When it came time to hand in his final assignment for his seminar course, Historical Representations, Joel Bandy decided to sing its praises – quite literally.
Bandy, a student of classics, religion and history, wrote and recorded a song that encapsulated the Cold War era. They Call me the Fat Man interweaves imagery the proliferating atomic weaponry and the impact of the Gouzenko affair on the Canadian psyche with the then nascent rock and roll.
“One song by Fats Domino which was popular in 1949 was a song called The Fat Man, and it was the same year the Soviet Union detonated its first nuclear bomb,” said Bandy. “The “Fat Man” was the nickname for the Atomic bomb which fell on Nagasaki, so it was really a coincidence which inspired me.”
Bandy took a week and a half to write the five-stanza song, in his determination to capture the complexity of mass cultural and societal change brought about by the Cold War.

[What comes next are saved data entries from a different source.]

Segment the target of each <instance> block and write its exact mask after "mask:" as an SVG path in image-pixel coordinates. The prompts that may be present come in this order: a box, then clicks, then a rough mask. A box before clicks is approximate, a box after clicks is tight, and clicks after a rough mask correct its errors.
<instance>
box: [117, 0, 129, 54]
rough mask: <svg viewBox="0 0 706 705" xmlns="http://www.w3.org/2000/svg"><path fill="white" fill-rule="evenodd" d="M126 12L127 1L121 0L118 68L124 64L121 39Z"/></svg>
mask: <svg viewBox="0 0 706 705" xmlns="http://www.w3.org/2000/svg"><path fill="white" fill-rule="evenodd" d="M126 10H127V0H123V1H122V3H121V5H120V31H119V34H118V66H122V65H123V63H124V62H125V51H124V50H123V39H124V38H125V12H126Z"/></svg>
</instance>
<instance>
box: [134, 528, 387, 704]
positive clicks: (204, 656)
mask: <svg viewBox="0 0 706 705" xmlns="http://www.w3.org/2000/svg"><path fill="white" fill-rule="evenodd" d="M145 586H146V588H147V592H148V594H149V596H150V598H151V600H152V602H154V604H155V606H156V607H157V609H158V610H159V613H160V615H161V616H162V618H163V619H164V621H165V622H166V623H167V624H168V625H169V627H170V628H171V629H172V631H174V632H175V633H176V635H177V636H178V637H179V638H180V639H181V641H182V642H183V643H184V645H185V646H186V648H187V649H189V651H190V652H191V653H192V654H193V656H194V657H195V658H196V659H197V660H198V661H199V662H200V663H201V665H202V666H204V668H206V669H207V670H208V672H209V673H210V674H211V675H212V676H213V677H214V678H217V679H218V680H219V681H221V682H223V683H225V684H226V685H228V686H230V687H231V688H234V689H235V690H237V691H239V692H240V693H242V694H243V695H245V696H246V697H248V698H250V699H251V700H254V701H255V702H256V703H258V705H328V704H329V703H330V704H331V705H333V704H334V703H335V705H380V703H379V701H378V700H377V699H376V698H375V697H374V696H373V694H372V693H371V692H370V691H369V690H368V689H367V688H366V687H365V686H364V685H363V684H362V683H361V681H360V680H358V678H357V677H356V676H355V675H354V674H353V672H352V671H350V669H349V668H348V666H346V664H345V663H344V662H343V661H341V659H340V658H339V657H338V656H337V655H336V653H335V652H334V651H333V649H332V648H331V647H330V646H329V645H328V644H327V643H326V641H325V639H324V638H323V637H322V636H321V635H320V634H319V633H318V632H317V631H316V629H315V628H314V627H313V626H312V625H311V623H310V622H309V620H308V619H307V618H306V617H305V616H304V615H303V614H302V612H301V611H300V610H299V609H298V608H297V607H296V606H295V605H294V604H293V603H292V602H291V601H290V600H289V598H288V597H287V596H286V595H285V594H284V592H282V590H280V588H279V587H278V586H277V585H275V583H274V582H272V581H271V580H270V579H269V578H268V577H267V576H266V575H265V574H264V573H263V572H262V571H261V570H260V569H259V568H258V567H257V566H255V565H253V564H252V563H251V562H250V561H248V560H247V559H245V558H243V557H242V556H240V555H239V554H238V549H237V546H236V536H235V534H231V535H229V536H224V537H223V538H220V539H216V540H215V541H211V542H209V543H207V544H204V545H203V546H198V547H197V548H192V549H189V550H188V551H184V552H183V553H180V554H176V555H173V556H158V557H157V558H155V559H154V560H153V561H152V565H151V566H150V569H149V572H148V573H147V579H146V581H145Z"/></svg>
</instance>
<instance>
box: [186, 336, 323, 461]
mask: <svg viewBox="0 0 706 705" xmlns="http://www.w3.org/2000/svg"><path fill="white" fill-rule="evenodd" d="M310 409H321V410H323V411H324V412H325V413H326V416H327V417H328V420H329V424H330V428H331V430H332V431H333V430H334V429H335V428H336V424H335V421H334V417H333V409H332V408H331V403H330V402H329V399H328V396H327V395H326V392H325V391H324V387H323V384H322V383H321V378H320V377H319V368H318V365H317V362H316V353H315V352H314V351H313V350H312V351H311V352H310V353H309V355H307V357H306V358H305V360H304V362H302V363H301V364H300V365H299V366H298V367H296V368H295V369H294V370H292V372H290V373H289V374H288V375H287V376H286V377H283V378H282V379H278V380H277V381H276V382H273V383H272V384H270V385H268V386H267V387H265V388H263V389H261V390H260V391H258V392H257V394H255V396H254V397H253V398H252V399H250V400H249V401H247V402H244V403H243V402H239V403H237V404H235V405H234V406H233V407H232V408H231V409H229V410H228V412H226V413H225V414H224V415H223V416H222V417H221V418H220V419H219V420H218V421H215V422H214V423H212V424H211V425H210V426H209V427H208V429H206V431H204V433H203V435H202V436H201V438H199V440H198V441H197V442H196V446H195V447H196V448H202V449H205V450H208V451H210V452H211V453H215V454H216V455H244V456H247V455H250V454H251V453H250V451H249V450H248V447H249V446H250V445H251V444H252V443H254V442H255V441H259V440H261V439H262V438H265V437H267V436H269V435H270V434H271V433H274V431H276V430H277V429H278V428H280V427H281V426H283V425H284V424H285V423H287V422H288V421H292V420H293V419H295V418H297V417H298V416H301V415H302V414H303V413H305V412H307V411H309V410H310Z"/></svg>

He and a friend spent another five hours recording and mixing the final recording.
A class visit to the Diefenbunker – a fall-out shelter for government officials built at the height of the Cold War over fears of a nuclear attack, was pivotal for Bandy’s inspiration. The site houses a life-sized replica of the bomb, code-named Fat Man that was dropped on the Japanese village of Nagasaki in 1945.
“I wanted to criticize the record. Canada and the United States were very close during World War II and the Cold War; we supplied them with some of the components for the atomic bomb,” said Bandy. Yet, historical record reinforces the narrative of good and evil without examining the motives of those presenting the story, Bandy contends.
“The course really forced me to confront the blurred line between ‘bias’ and ‘perspective. It also forced me to consider alternative perspectives for interpretation, and take other sources for historical knowledge more seriously, such as art and music.”